Scientists believe that people who have had Zika fever will be immune to future infections, and that it does not pose an increased risk of birth defects in future pregnancies.

How Can Zika Fever Be Prevented?

A Zika fever vaccine is likely still years away, so the focus is currently on prevention.

The Center for Disease Control (CDC) recommends that anyone in areas where Zika fever has been spread take steps to protect themselves from mosquito bites.

To prevent mosquito bites:

  • When outdoors, wear long sleeves, long pants, socks and a hat
  • Use insect repellent with natural essential oils, DEET, picaridin, IR3535, oil of lemon eucalyptus or para-menthane-diol
  • If sleeping outside, sleep under a mosquito net

Pregnant women are advised to avoid traveling to areas where Zika is present whenever possible.

If you live in an area where Zika has been spread, in addition to the above instructions, you should:

  • Remove any items from outdoor areas that might hold standing water (e.g., birdbaths, potted plants) or empty them daily
  • Talk to your neighbors and offer to assist them with these items
  • Remove or replace landscape plants that retain water (e.g. Bromeliads)
  • Treat all bushes, shrubs, groundcover and landscape area on a regular basis with a proven repellent.

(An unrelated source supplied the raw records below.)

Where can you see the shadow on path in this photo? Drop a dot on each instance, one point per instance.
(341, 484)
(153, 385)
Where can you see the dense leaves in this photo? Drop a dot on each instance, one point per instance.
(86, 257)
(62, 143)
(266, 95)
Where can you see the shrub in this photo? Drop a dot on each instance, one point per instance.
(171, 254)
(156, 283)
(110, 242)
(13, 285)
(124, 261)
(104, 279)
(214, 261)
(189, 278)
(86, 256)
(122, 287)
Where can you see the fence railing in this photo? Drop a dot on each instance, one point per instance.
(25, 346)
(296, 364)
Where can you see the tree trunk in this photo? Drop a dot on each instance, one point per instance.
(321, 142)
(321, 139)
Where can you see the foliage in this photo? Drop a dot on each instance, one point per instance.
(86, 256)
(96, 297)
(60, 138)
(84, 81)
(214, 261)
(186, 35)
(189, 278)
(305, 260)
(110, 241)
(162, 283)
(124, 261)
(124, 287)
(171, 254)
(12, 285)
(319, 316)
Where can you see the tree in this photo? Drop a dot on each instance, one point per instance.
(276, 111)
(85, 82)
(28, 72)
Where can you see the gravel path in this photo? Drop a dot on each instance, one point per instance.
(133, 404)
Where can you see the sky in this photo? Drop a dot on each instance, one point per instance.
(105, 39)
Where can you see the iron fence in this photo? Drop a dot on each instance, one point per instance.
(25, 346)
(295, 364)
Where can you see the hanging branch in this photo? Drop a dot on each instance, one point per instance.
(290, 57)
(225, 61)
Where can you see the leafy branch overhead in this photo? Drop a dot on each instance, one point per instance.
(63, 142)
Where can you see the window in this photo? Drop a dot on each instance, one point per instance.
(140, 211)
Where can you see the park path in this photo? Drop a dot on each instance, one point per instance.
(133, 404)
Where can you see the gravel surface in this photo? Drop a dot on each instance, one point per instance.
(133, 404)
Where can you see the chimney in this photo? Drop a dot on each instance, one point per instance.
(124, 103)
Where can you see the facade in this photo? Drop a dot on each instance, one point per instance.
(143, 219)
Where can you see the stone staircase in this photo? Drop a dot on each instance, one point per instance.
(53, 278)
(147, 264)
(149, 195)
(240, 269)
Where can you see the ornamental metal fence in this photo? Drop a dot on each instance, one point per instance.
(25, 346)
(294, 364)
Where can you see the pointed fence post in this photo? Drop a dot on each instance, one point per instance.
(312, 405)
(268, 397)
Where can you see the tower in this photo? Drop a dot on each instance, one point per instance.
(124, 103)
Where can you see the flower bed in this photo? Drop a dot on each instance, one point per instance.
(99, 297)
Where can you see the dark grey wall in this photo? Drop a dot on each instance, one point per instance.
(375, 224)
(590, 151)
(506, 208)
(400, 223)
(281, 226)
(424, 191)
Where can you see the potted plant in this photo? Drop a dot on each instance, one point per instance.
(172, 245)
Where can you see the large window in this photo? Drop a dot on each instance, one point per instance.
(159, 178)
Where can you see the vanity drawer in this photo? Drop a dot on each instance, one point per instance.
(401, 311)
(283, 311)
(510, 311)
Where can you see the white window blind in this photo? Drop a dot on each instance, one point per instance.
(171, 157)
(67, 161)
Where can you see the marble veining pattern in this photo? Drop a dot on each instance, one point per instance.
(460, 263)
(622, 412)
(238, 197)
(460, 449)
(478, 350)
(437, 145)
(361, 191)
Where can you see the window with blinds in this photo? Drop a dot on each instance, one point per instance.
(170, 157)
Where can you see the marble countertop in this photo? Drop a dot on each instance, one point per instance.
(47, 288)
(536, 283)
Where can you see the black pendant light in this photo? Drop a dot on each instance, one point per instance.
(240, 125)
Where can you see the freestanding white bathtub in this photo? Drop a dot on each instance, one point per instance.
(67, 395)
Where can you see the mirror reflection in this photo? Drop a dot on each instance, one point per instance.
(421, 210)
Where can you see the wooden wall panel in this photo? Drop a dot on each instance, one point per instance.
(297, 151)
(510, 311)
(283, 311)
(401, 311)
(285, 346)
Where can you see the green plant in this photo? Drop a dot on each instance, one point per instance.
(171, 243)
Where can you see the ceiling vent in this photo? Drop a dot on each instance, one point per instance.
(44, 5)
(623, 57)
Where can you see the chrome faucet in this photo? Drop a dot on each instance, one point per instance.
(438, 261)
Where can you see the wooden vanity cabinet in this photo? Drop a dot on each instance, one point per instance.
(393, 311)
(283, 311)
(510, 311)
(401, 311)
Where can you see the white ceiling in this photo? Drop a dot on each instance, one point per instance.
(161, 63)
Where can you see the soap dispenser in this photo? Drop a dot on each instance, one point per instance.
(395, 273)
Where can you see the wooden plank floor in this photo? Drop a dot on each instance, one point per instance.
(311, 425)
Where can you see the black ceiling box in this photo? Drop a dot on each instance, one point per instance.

What is the Zika Guillain Barre Connection?

Current research suggests a strong connection between Zika and Guillain Barre Syndrome, a rare sickness of the nervous system.

Guillain-Barre Syndrome causes a person’s immune system to damage the body’s nerve cells, which results in muscle weakness and temporary but severe paralysis.

In some cases, patients have been but on ventilators to help them breathe until they have recovered.

In rare cases, Guillain Barre can be fatal.

The CDC continues to investigate the link between Zika and Guillain Barre Syndrome, but several countries that have experienced Zika virus outbreaks have also reported increases in people with Guillain Barre.

Where and When Did the Zika Virus Outbreak Start?

The origins of the Zika virus outbreak date back to 1947, when the virus was first identified in monkeys in the Zika forest in Uganda. Five years later, Zika was identified in humans in Uganda and the United Republic of Tanzania.

Zika virus outbreaks have been recorded in Africa, North, Central and South America, Asia and the Pacific islands. The first large outbreak was reported from the Island of Yap in the Federated States of Micronesia in 2007.

The association between Zika and Gullain Barre syndrome were reported in July of 2015, and between Zika and microcephaly in October 2015.